2.5. Sequence Analysis

All FCoV gene sequences used in this study were collected from the NCBI GenBank (https://www.ncbi.nlm.nih.gov/nucleotide/, available on 7 March 2024), including sequences from other countries and other provinces in China. A total of 71 complete genomes, 32 S, 22 M, and 24 N gene sequences, as well as the 63 S, 63 M, and 63 N gene sequences obtained in this study were analyzed (Supplementary Table S1). All the sequences underwent multiple sequence alignment using the MEGA X software (https://www.megasoftware.net/archived_version_active_download, accessed on 7 March 2024). Subsequently, the nucleotide (nt) and deduced amino acid (aa) homologies of S, M, and N genes were analyzed and compared using the Clustal W algorithm in the DNAstar 7.0 software (https://www.dnastar.com/software/, accessed on 7 March 2024).

2.6. Phylogenetic Analysis

To understand the evolutionary relationship between the Guangxi strains and other FCoV strains from different countries, the phylogenetic trees based on S, M, and N gene sequences were generated using the MEGA X software. The optimal nucleotide replacement models for the S, M, and N genes were calculated as GTR+G+I. The phylogenetic tree was inferred using the maximum likelihood (ML) method and each ML tree was tested 1000 times with a Bootstrap test to estimate the branch support.

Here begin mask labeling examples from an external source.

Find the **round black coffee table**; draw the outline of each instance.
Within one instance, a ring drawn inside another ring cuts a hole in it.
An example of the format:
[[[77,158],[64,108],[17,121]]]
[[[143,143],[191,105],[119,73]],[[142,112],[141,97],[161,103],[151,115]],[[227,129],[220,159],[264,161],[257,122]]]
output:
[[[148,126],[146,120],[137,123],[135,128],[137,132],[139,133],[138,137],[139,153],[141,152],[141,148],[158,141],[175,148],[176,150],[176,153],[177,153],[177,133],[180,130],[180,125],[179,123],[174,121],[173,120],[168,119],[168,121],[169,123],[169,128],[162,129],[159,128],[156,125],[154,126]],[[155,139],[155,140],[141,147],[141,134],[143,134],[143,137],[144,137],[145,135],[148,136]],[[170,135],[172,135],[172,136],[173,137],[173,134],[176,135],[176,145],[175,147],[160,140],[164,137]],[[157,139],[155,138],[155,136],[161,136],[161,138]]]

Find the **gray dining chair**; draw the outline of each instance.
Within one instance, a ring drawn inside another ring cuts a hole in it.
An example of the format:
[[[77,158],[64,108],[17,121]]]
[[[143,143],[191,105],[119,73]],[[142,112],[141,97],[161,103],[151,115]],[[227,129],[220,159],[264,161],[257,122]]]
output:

2.7. Homologous Recombination Analysis

The recombination detection program (RDP) software (http://web.cbio.uct.ac.za/~darren/rdp.html, accessed on 7 March 2024) was used to analyze recombination events of S gene sequences. RDP5 encompasses an array of sophisticated algorithms designed to detect and analyze recombination, including seven fundamental detection programs (RDP method, GENECONV, BootScanning, MaxChi, Chimaera, 3Seq, and SiScan) [29]. This software enables the identification of potential recombinant sequences from a set of aligned nucleic acid sequences, and it is used to detect and determine the precise location of a putative recombination breakpoint. It is generally considered that at least three of the seven methods can detect recombination, and a p-value cutoff of 0.05 (p < 0.05) is considered to be a real recombination. The SimPlot 3.5.1 software (https://github.com/Stephane-S/Simplot_PlusPlus, accessed on 7 March 2024) was used to determine the location of the assumed restructuring breakpoint.
Gene recombination between different viruses in the same genus is the main driving force of cross-species transmission of coronaviruses. Considering that FCoV, canine coronavirus (CCoV), and transmissible gastroenteritis virus (TGEV) belong to the α coronavirus genus and possess recombination potential, the domestic and foreign classical strains of CCoV and TGEV (Supplementary Table S2) were also downloaded for comparison with the obtained S gene sequences.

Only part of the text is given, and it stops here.